HashSet.RemoveWhere enumerates the set and invokes the provided function for each element. As long as you return false from this function, it is functionally equivalent to a ForEach method as found on List<T>. Doing this is also a surefire way to get your team members to hate you, but let's ignore that for now :).

Setup

This contrived example iterates the hashset and adds the negation of each element to the set:

HashSet<int> set = [1, 2, 3];

set.RemoveWhere(value =>
{
    set.Add(-value);
    return false;
});

Watch it fail

The HashSet implementation does not like this at all and fails miserably with an unhelpful exception:

System.IndexOutOfRangeException : Index was outside the bounds of the array.
Stack Trace:
    at System.Collections.Generic.HashSet`1.RemoveWhere(Predicate`1 match)

Apparently, we've tricked the RemoveWhere implementation into accessing elements that it shouldn't have.

Why

At first glance, the implementation seems perfectly fine. It's just a simple for loop over the elements, invokes the provided predicate for each element and clears the entry if the predicate returns true. You may ignore the ref and entry.Next >= -1 stuff, they're not relevant here.

Something to note: Clearly, RemoveWhere is designed to handle some mutation from within the predicate, as can be seen from the comment:

// Cache value in case delegate removes it
...

So even though our initial example is obviously a bad idea, it's not immediately clear why removing within the predicate is OK but adding is not.

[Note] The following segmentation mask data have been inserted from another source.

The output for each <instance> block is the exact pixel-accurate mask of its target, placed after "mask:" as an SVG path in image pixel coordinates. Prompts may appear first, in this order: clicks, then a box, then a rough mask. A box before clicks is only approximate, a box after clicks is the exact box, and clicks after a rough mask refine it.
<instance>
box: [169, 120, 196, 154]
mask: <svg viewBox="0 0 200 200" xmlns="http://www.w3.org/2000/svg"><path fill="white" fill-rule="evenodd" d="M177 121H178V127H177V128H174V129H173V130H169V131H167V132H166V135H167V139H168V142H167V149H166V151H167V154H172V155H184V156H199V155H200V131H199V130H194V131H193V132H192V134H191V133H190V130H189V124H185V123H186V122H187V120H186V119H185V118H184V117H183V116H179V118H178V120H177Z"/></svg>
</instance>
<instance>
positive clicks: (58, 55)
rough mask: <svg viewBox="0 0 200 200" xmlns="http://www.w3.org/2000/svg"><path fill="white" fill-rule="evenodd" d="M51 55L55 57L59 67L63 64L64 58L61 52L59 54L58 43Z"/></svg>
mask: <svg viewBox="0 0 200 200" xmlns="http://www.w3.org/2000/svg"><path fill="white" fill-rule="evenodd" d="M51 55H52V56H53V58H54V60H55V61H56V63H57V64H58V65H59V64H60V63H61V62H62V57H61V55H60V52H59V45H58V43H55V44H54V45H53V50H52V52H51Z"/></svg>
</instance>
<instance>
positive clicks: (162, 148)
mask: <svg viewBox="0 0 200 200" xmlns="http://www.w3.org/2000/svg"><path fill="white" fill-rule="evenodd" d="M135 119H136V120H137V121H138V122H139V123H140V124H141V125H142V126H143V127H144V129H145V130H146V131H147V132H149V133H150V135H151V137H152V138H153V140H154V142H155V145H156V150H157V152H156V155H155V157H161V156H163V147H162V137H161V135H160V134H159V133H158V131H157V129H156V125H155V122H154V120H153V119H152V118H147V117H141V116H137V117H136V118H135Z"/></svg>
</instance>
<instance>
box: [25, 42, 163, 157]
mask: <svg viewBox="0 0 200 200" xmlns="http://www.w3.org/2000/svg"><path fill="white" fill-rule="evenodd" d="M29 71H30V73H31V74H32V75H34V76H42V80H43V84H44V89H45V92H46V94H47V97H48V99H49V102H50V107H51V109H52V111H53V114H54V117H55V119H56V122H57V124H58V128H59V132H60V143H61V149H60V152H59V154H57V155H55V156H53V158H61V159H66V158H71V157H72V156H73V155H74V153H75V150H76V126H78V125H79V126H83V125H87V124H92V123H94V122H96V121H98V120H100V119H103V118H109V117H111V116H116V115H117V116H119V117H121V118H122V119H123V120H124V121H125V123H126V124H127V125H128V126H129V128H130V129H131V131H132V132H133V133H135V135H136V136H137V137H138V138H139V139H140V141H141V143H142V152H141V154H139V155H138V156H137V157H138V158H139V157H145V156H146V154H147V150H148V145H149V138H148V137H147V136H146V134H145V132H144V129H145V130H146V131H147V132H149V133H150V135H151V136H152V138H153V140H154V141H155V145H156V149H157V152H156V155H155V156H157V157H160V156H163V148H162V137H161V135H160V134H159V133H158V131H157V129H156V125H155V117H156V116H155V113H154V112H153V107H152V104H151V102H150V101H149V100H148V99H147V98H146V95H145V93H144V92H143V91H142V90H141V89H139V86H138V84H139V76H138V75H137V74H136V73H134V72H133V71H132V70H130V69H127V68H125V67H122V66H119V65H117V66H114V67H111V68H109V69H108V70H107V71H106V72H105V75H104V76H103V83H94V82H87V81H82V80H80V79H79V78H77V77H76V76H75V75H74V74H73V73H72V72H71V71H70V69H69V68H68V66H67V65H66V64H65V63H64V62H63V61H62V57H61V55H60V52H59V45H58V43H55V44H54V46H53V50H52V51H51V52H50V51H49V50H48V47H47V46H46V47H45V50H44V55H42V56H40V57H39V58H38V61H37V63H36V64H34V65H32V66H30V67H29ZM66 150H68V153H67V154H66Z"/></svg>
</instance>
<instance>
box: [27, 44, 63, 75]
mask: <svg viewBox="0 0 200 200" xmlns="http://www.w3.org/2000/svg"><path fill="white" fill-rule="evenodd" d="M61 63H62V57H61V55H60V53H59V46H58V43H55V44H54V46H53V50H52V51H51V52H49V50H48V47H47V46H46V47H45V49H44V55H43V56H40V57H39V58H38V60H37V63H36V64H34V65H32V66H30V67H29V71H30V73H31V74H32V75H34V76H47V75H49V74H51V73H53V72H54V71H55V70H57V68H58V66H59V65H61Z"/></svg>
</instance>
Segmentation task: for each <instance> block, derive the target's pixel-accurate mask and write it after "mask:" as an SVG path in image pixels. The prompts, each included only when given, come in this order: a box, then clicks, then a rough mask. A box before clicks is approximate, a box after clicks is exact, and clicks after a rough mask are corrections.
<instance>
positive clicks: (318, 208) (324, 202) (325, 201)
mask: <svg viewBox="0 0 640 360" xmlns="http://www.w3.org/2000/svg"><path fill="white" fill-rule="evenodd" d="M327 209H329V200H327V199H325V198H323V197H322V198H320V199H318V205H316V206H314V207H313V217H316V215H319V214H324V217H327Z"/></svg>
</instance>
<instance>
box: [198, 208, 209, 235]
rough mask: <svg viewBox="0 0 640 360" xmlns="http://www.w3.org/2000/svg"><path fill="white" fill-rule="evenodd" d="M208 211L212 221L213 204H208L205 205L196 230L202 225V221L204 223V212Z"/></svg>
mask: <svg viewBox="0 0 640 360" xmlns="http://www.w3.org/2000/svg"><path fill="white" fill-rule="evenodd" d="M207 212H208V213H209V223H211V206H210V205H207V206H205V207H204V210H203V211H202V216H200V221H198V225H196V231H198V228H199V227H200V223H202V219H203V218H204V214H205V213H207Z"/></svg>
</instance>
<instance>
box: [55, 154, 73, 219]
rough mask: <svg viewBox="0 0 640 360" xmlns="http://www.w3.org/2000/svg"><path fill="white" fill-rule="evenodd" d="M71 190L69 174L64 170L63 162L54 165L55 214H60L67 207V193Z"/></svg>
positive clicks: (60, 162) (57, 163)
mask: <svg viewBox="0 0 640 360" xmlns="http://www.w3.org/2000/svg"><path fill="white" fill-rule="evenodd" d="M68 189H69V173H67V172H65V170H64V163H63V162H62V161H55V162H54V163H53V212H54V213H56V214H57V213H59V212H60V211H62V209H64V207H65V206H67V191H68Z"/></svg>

The reason is actually quite subtle. I've abbreviated the actual code:

Entry[]? entries = _entries;
int numRemoved = 0;
for (int i = 0; i < _count; i++)
{
    T value = entries![i].Value;
    if (match(value))
    {
        Remove(value);
    }
}

The _entries array reference is stashed in a local variable at the beginning of the loop, while _count refers to a class instance field that reflects the most up-to-date count. Because our Add grows the set, the _count will be immediately increased, yet the local entries variable continues to point to a now stale array. The loop counter i will eventually exceed the bounds of the array, causing the exception.

Conclusion

  • To consumers: Just don't mutate a collection while enumerating it. You're gonna have a bad time :).
  • To authors: When designing mutable data structures, be careful with accepting arguments that may execute arbitrary code. Your consumers may (accidentally!) get more creative than you had anticipated. As we've seen, even seemingly fine code can be subtly broken by such misuse. In this case it was easy to spot due to the exception, but in other cases we may not be so lucky and end up with silent data corruption.

How this impacts Badeend.ValueCollections

I came across this issue while implementing the ValueSet<T>.Builder type in my ValueCollections library. I chose to err on the side of caution and always throw an exception when attempting to mutate a collection during its enumeration.